AUD/USD is in a sideways trend on both the long and medium-term charts. The February high at 0.7158 is a key hurdle, which if vaulted, will alter the outlook to one that is more bullish longer term.
The 0.6458 low established in June is a key level for bears, which if breached decisively, would give the chart a more bearish overtone. Price is currently moving down nearer to this key low.
Australian Dollar vs US Dollar: Weekly Chart
Price has now broken cleanly through the confluence of moving averages (MA) close to 0.6700, made up of most of the major SMAs – the 50-week, 50-day and 100-day.

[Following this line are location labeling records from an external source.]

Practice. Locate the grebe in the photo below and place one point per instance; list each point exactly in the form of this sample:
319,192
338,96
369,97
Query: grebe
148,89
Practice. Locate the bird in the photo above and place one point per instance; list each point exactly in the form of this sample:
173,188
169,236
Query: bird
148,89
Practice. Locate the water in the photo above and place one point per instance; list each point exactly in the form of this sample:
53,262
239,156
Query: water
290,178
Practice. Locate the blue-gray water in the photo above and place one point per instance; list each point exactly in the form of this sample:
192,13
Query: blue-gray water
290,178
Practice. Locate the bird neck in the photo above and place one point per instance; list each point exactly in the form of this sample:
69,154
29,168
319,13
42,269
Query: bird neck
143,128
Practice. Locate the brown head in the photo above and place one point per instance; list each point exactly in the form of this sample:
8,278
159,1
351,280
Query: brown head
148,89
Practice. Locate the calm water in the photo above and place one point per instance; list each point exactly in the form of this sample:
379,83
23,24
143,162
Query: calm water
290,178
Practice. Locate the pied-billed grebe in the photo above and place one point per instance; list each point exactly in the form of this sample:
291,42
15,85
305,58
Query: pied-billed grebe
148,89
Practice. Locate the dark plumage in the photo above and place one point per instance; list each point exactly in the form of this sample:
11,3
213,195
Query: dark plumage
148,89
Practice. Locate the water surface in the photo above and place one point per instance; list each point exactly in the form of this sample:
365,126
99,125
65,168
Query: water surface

The breaching of this key support and resistance level is a bearish sign.
Australian Dollar vs US Dollar: Daily Chart
It is possible price may have completed a Measured Move pattern or three wave ABC correction (see daily chart), in July. If so, there is a chance it may be about to start a short-term upcycle. Given how bearish price action is at the moment, however, the chances of this scenario unfolding are diminishing by the hour.
AUD/USD has now also broken below the 0.6600 June lows on an intraday basis, and a continuation down to the key May lows at 0.6460, is quite possible. A decisive break below them would open the way for a move down to 0.6170 and the 2022 lows.
Because the pair is in a sideways trend on the higher time-frame charts, the probabilities do not favor either bears or bulls overall – nor is the Relative Strength Index (RSI) providing much insight on either timeframe.
In technical terms, a ‘decisive break’ consists of a long daily candlestick, which pierces cleanly above or below the critical level in question and then closes near to the high or low of the day. It can also mean three up or down days in a row that break cleanly above or below the level, with the final day closing near its high or low and a decent distance away from the level.